PM: Yeah, without freaking out everybody in the area. In fact, I've often heard people say that no matter how off-the-wall an idea you put to him--like, "Well, let's put the violin through a fuzz box and then thru your old record player, and let's mic that"--he'll always just look at you and say, "Well, let's try it. It could be good."

CC: Right. Exactly. I would say so. There wasn't a whole lot of that going on, obviously, on this record. But yeah, I think he would have been game, and I totally understand what you're saying.

PM: But on the other hand, as traditional as the material was, there were still a lot of ideas, arrangement-wise and sonically, that were pretty out-there.

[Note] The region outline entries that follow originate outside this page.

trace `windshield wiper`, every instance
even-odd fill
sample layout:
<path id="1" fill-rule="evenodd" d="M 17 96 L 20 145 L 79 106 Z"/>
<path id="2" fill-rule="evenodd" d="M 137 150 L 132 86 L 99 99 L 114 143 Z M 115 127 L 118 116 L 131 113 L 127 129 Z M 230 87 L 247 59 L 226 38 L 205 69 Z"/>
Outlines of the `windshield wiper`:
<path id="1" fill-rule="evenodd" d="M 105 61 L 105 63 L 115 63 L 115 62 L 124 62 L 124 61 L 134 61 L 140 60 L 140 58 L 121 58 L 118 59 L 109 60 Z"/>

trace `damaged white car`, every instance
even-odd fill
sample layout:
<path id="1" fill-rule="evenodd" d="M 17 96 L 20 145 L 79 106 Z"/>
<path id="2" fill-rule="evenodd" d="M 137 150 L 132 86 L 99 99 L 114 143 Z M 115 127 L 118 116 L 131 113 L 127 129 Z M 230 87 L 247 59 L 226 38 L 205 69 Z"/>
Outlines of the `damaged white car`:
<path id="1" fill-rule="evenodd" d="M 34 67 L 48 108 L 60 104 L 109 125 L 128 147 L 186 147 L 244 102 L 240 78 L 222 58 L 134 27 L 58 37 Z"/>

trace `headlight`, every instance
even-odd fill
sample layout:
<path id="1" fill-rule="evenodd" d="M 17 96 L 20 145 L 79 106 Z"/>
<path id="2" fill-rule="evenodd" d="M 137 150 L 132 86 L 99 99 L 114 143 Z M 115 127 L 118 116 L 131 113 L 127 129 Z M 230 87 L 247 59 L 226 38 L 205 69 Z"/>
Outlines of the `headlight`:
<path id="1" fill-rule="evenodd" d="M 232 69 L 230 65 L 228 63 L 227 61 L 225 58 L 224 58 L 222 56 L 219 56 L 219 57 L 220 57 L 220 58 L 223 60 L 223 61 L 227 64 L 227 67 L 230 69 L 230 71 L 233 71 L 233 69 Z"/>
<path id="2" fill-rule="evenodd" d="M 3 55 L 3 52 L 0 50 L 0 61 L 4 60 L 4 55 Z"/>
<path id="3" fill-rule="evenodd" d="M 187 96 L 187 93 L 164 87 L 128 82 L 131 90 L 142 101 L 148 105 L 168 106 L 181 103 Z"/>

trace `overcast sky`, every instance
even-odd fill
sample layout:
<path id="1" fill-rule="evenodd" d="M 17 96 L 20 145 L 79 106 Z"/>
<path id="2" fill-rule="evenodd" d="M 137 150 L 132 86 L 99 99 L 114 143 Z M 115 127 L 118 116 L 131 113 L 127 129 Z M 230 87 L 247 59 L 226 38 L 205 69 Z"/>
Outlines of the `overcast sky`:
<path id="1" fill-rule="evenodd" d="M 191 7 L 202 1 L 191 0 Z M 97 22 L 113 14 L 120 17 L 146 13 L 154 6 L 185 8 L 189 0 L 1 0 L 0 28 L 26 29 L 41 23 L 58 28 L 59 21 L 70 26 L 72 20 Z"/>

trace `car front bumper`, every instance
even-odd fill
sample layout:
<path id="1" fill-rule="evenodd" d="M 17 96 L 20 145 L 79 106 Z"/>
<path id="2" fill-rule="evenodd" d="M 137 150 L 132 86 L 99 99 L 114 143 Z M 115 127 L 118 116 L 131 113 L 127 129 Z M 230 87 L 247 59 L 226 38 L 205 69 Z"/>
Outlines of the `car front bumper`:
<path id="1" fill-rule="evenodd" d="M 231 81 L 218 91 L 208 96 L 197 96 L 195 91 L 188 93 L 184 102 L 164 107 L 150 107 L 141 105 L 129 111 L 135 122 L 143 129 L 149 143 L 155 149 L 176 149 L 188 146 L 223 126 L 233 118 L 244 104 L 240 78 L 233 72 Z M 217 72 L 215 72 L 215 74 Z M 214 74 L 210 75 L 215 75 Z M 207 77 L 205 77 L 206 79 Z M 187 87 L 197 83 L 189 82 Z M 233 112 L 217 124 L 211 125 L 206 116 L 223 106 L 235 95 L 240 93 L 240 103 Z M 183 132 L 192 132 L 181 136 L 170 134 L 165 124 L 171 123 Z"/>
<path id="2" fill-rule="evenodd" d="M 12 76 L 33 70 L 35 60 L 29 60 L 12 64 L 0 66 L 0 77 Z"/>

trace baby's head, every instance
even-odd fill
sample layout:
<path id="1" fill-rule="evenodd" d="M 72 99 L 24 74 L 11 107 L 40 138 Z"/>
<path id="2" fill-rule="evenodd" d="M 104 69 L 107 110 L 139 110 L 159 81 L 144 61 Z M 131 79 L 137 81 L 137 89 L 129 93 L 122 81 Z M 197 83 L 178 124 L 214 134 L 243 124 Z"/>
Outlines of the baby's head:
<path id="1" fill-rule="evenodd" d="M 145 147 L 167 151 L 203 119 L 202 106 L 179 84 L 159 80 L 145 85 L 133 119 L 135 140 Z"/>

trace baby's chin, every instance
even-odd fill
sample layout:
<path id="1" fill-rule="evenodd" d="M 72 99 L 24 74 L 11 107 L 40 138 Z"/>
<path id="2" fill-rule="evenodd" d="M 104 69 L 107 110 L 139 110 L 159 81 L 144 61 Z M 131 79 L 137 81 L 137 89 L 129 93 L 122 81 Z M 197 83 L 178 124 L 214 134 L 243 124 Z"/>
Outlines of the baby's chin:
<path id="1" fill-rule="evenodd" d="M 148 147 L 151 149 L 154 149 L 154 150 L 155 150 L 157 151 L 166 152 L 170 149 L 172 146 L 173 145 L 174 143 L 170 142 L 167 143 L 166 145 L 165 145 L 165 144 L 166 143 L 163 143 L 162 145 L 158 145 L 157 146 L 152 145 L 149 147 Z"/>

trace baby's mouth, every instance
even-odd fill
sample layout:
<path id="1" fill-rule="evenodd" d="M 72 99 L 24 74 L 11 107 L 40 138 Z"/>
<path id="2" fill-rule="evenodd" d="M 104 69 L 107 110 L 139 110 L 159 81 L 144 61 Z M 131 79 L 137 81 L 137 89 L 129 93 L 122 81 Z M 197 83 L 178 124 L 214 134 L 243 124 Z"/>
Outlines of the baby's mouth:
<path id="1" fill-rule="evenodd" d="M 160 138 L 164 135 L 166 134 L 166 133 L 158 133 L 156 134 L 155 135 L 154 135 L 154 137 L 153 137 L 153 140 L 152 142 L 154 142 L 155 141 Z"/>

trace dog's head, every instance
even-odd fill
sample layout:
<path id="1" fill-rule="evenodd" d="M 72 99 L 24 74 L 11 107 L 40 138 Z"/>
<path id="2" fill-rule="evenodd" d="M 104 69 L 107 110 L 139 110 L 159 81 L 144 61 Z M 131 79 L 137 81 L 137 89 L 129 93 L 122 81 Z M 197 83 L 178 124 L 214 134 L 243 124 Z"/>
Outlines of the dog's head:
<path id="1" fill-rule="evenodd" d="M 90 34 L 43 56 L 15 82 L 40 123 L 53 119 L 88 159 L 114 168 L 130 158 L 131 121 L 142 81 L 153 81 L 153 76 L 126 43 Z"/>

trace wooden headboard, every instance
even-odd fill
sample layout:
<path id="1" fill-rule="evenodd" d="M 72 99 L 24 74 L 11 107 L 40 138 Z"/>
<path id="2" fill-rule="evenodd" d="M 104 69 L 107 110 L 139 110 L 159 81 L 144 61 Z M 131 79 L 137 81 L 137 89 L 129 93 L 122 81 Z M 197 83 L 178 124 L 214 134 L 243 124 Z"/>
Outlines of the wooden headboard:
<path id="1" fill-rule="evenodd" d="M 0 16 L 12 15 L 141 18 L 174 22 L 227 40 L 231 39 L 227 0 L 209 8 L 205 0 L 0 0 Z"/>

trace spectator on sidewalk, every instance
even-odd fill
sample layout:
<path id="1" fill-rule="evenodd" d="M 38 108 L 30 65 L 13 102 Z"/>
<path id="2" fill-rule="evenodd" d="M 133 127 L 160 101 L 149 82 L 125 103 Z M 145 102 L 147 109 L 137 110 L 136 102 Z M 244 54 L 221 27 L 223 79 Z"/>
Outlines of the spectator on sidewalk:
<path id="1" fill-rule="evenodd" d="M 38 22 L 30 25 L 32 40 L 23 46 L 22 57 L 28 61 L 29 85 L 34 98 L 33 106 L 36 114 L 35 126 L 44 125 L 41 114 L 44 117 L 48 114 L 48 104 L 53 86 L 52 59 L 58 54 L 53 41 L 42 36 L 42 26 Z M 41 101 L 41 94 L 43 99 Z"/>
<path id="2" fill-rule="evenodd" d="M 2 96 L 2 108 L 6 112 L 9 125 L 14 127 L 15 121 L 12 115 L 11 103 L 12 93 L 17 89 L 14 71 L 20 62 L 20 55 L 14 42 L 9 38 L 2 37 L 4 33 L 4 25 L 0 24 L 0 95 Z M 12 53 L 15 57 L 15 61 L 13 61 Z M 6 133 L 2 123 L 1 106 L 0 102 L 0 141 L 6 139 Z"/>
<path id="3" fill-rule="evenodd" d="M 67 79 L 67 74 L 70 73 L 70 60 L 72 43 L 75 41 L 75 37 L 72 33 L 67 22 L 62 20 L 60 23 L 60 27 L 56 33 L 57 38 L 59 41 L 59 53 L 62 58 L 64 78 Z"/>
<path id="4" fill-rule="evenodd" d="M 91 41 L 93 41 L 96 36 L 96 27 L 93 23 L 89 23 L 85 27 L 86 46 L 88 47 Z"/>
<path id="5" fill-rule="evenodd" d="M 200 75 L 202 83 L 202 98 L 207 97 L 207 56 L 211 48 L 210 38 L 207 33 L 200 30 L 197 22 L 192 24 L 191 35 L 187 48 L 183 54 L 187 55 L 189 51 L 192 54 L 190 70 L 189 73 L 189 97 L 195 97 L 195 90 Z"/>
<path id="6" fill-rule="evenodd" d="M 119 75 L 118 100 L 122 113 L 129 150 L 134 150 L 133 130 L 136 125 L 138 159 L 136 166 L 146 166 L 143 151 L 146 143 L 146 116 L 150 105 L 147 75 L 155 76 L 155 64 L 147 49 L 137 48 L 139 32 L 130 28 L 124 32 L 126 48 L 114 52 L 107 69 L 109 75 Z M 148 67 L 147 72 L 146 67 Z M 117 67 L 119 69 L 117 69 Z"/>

CC: I think so too. And I think that both Brad and also Logan Matheny had a lot to do with that. Logan is this young multi-instrumentalist. He calls himself just a struggling drummer, but it's totally not true. He's very self-effacing. And I've said in the press and I'll say it again here, if he's not producing records in five years, I'm going to kick his ass. He's a really, really talented guy.

PM: Now, my advance copy has limited information. Was he playing bass on the record, too, or was Brad playing bass, or somebody else?

CC: Aaron Oliva plays bass.

PM: Great, thanks.

CC: If you're a Thad fan, he's played on Thad's records as well.

PM: Right, he's great. And Logan did some great tracks. Also on that record I heard Pat Buchanan for sure. And somebody said that Will Kimbrough was also on it.

CC: Will Kimbrough is on it. Am I going to be able to remember which songs he played on? I think on "Two Different Things," and then maybe on one other one as well.

PM: And was Pat on a lot of cuts?

CC: Pat was on just about everything.

PM: Yeah.

CC: He was sort of the tracking guitar player.

PM: Was Pat very familiar to you already as a Nashville guy, or was he just a guy that Brad brought in, and that you'd heard of, perhaps?

CC: I had heard of him. I'm not a liner notes studier. I'm a terrible music fan in that way. I'm starting to be that person, but I'm such a late bloomer in this whole thing that--

[laughter]

CC: --it can always surprise me who's played on what. I'm always in the van with a bunch of guys, we call them muzos, and they sit and talk for hours and hours and hours about who played what on what, and who produced what, and who's doing what now. And I feel pretty lame in those conversations, usually.

PM: Well, there's a charm to that, too, because the people who don't know, they're thinking about something else, and it's probably good that they are.

CC: Maybe so. I mean, my approach to songwriting and all of this--even though I've been all of a sudden doing this for about ten years, I still feel like a beginner, or what would you call it--a folk artist or something, in the sense of being kind of a naive primitive in the music industry.